The following is our response to the major concerns raised by the reviewers, supported by further empirical investigations with each respective review:
-
Inference time details: Both reviewers uGD4 and bGgU express concerns about the inference time of our method. To address these concerns, we evaluate the inference latency of our approach and observe only a modest increase in inference cost (20%), while achieving significant improvements in fine-grained video understanding. The primary reason for this efficiency is that low-frequency visual tokens only need to be encoded once, and the relevant segment grounding is not a time-consuming task, as it only involves processing short sequence lengths.
-
Additional comparisons with more advanced counterparts: In response to the suggestions from reviewers uGD4 and bGgU, we conduct further experiments comparing our method with the suggested methods (LLoVi, MovieChat, and VideoChat2). Our results indicate that our method continues to achieve superior performance in fine-grained video understanding.
-
Additional experiments on long video benchmark: Both reviewers 6ATY and bGgU highlight the necessity of evaluating on long video benchmarks. In response, we evaluate our method on the MovieChat-1K dataset. The results demonstrate that, even though our method is not specifically trained on long video data, it still achieves competitive results.

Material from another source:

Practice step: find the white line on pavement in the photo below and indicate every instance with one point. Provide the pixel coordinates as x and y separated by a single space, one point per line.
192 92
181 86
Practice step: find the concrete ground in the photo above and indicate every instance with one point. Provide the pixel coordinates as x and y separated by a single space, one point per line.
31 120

We then address the specific concerns raised by the reviewers in our individual rebuttal responses.
Overall, we look forward to engaging in further fruitful discussions in the coming weeks to enhance our work.

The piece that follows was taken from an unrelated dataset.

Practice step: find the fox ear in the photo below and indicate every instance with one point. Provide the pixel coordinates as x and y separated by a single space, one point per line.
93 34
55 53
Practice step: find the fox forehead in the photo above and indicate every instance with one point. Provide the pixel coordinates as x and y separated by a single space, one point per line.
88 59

For video-language modeling, this work aims to address the challenges of retaining high-quality frame-level semantic information (i.e., a sufficient number of tokens per frame) and comprehensive video-level temporal information (i.e., an adequate number of sampled frames per video) for video representation. SlowFocus is designed by identifying the query-related temporal segment based on the posed question, then performing dense sampling on this segment to extract local high-frequency features. A fine-grained video benchmark was provided.
Reviewers have appreciation for the motivation, reasonable designed architecture, contributed evaluation benchmark, and writing, while raising concerns on lack of evaluation on long video benchmarks, inference time comparision, weak baselines, etc. The rebuttal had addressed the concerns from Reviewer et83, uGD4, 6ATY, where the reviewer uGD4 had raised the score from 3 to 6. Reviewer bGgU expected result comparisons on long video benchmarks EgoSchema and Video-MME to see how SlowFocus performs. The authors provided results on EgoSchema which shows superior performance with the compared methods.
Considering the positive feedback from most reviewers, AC recommends acceptance but agrees with the reviewers and strongly suggests the authors to include the comparison on long video benchmarks and incorporate the suggestions of reviewers for comprehensive and clarity.